Years of Microbial Cultivation
Initially, He’s goal seemed simple enough: identify a microbe in the acidic soil that could reduce N2O.
The process took him more than two years.
“I don’t even remember how many different growth conditions I tested,” He said, “but I remember that I had been testing different medium recipes over a 16-month period before one finally worked.”
However, as soon as He transferred the microbes to fresh medium with the same nutrients, the N2O consumption stopped.
“I was very discouraged,” He said. “I was about to set up a Plan B for my PhD program.”
With encouragement from Loeffler, He kept at it. After several more months, he found the recipe that resulted in consistent N2O consumption.
“For this kind of cultivation-based study, you need to possess both patience and impatience at the same time,” He said. “Without patience, I would not have altered the medium recipe over years until I achieved growth of the N2O consumers. Without impatience, I would not have checked the cultures six times per day—so I would have completely missed the minor, transient features that told me what was needed to succeed.”
Combining Cultivation and Cutting-Edge Bioinformatics
The N2O-consuming microbe in He’s samples turned out to be a previously unknown species, a bacterium that he and his colleagues have dubbed Desulfosporosinus nitrosoreducens.
Unlike most known N2O consumers, D. nitrosoreducens has specific nutritional requirements that must be filled by other microorganisms. This is why finding the right conditions to sustain N2O consumption proved so difficult: although He did not know it initially, he was establishing a co-culture in which another microbe supplied D. nitrosoreducens with essential nutrients.
To convert N2O to N2, the new bacterium also requires hydrogen gas—as well as a complete lack of oxygen.
“It sounds trivial, but very few laboratories have the understanding, patience, and skill sets required to handle strict anaerobic bacteria,” Loeffler said. “With modern omics approaches, you just extract and sequence all DNA in a sample, and then make sense of the data using bioinformatics. That timetable is more attractive to many student researchers than anaerobic cultivation experiments, which can last for many weeks.”

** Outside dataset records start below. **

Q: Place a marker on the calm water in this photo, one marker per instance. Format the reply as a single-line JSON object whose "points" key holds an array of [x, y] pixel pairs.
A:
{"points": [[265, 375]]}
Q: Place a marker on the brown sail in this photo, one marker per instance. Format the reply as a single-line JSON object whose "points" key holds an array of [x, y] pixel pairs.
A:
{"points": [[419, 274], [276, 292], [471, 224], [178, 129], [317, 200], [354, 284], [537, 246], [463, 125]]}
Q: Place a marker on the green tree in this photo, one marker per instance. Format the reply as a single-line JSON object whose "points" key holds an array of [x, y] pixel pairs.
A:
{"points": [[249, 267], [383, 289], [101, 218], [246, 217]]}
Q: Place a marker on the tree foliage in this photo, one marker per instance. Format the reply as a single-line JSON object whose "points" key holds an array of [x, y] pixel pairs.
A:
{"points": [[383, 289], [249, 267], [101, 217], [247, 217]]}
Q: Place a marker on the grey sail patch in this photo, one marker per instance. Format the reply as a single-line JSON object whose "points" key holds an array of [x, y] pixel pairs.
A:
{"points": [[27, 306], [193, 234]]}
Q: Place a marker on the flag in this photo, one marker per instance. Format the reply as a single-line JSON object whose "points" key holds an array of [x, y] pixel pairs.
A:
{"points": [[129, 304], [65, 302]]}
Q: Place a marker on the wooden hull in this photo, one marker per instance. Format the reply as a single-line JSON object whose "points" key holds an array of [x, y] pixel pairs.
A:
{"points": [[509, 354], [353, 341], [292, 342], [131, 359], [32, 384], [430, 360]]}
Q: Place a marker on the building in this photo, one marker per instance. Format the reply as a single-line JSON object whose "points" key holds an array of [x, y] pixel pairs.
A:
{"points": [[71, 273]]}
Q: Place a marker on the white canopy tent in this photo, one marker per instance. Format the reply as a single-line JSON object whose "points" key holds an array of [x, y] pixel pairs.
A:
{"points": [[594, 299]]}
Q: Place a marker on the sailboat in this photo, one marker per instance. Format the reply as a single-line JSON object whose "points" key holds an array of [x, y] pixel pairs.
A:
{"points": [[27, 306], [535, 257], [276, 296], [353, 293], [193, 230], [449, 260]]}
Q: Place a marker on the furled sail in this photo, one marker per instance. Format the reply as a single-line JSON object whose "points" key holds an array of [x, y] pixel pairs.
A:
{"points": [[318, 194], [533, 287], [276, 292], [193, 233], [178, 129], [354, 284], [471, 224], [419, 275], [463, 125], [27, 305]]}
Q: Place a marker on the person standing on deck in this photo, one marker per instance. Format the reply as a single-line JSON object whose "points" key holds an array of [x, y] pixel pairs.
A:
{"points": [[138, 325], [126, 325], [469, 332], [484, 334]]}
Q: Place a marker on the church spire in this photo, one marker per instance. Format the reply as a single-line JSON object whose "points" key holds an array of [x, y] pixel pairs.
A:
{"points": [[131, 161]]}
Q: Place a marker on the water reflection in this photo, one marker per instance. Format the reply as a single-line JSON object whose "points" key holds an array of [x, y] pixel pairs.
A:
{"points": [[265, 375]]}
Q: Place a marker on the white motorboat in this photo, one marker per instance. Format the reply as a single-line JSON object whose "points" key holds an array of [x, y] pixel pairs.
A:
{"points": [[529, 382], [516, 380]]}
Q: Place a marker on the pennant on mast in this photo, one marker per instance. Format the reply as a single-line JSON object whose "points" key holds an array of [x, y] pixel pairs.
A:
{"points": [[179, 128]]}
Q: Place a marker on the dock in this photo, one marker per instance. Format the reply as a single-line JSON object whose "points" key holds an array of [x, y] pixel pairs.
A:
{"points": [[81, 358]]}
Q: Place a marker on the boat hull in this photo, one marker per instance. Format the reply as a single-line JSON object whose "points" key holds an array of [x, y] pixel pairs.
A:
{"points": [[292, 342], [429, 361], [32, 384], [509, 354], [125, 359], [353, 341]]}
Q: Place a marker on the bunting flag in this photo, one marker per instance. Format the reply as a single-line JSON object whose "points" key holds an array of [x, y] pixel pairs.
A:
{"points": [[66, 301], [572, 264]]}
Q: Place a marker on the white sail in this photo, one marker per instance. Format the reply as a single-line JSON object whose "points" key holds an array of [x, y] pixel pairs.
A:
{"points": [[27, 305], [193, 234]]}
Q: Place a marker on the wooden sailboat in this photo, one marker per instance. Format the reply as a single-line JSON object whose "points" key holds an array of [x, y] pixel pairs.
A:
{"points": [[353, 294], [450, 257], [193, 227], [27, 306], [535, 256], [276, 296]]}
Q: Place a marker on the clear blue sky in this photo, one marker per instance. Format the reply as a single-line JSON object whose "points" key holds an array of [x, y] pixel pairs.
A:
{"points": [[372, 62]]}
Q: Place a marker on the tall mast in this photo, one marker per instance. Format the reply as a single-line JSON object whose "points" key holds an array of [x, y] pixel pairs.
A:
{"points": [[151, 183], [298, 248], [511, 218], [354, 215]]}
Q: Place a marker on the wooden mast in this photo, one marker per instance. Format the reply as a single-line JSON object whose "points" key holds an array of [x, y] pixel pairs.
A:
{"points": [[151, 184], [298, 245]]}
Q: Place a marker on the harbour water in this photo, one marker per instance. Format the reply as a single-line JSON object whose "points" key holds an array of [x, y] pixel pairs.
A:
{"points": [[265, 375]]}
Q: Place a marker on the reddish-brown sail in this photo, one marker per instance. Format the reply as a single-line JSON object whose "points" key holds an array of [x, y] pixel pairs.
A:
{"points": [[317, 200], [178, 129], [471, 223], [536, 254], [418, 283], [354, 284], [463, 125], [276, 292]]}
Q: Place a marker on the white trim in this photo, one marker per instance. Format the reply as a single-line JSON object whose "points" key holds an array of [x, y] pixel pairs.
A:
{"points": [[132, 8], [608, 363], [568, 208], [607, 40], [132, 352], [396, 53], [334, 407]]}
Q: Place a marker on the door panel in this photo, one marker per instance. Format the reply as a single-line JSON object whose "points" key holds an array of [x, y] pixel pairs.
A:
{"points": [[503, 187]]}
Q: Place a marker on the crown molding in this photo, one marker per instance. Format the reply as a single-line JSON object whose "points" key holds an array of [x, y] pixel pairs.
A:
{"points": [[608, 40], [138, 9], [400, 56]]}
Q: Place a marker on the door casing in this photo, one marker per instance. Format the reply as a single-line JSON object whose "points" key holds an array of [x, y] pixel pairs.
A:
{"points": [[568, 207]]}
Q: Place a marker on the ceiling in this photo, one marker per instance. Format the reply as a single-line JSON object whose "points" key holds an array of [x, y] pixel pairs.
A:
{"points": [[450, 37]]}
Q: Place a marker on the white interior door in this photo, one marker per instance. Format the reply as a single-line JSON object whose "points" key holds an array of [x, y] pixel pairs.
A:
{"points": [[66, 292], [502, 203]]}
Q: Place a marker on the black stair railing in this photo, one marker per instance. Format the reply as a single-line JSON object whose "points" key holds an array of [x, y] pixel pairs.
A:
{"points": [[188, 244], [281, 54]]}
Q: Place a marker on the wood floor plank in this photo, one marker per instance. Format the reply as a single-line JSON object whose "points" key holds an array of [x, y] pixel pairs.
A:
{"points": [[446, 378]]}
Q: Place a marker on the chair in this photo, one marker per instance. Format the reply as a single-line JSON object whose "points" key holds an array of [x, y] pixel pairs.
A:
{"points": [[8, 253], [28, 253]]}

Loeffler and He believe that emphasis on omics studies over cultivation is holding back the discovery of N2O reducers in many environments. They hope their discovery of D. nitrosoreducens will demonstrate that combining these techniques is an effective way to move soil science forward.
“We integrated more classical techniques with cutting-edge omics and bioinformatics approaches and made a new discovery,” Loeffler said. “Sometimes there are challenges, but if you give up too early, you will not get over the hurdle and you will not make a new discovery.”